Accueil
Envoyer à un ami
Imprimer
Grand
Petit
Partager
INTERVIEW

Bachirou Amadou Adamou : « les Nigériens doivent être sincères avec eux-mêmes »


Alwihda Info | Par Info Alwihda - 11 Mai 2016


À l’occasion de la parution de son ouvrage « Niger, examen de conscience », le juriste engagé, ressortissant du Niger, nous a accordé une interview exclusive.

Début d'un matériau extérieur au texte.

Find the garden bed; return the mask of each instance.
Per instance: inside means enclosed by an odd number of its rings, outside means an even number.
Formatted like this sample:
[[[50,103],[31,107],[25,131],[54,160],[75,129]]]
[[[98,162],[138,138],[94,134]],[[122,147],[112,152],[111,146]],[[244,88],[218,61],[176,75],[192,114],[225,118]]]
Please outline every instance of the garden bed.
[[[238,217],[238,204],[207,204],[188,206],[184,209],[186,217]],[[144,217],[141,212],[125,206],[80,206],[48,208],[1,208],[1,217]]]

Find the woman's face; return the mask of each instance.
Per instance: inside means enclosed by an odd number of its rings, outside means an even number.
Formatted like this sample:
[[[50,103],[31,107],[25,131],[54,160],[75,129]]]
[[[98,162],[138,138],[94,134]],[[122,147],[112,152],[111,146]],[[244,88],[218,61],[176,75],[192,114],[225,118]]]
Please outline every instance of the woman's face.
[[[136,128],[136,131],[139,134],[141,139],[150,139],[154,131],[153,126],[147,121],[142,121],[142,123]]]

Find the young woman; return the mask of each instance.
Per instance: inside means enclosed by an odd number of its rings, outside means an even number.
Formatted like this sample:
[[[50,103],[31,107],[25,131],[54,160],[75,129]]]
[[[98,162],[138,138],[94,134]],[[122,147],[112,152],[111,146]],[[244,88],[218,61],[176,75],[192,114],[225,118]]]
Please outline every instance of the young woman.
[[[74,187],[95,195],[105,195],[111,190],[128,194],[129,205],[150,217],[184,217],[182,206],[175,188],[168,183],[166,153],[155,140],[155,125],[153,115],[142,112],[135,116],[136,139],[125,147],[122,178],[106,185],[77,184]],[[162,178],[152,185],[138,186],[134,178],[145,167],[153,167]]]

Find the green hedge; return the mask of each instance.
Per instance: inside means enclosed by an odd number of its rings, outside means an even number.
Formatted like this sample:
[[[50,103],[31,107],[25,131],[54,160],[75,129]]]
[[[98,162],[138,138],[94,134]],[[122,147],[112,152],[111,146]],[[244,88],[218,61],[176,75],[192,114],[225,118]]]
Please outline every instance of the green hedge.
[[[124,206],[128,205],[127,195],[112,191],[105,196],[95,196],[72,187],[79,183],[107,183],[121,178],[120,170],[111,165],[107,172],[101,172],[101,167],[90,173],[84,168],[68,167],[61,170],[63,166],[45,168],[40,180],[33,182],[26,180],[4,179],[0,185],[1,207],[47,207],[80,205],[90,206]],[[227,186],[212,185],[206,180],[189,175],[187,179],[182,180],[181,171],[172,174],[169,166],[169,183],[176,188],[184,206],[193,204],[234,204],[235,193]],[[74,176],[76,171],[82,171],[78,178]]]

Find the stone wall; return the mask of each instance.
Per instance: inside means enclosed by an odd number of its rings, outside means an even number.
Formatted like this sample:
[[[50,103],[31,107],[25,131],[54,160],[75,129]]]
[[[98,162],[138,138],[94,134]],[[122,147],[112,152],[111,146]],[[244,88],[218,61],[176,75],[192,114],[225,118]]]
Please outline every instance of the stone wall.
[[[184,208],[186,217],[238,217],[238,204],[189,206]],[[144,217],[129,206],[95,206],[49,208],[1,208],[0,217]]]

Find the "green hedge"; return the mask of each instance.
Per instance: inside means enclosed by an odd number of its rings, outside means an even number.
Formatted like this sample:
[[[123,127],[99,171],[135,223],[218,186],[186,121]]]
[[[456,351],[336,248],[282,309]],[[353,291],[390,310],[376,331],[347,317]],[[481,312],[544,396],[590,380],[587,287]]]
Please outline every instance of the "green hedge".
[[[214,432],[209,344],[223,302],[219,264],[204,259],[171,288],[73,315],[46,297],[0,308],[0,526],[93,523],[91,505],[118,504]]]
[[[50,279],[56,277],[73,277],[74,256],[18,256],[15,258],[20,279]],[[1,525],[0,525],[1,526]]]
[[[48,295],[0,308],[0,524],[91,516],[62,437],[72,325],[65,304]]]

Bachirou Amadou Adamou : « les Nigériens doivent être sincères avec eux-mêmes ». Crédit photo : Sources
Bachirou Amadou Adamou : « les Nigériens doivent être sincères avec eux-mêmes ». Crédit photo : Sources
Que doit-on retenir de vous?

Je suis AMADOU ADAMOU Bachirou, observateur attentif de l’évolution du processus démocratique Nigérien et de l’animation de la vie politique dans ce pays dont je suis un citoyen. Diplômé de l’Ecole nationale d’administration et de magistrature du Niger, j’ai entamé des études de droit aux universités de Nantes et de Toulon. Je suis attaché de recherche au centre de droit et de politique comparés J.C.Escarras de Toulon où je prépare une thèse en droit public portant sur « les rapports entre la Cour de justice et les juridictions constitutionnelles des Etats membres de la CEDEAO en matière de protection des droits fondamentaux » afin de mettre en lumière l’étude de la promotion des droits humains en Afrique depuis l’ouverture démocratique des années 1990 et d’en faire la genèse.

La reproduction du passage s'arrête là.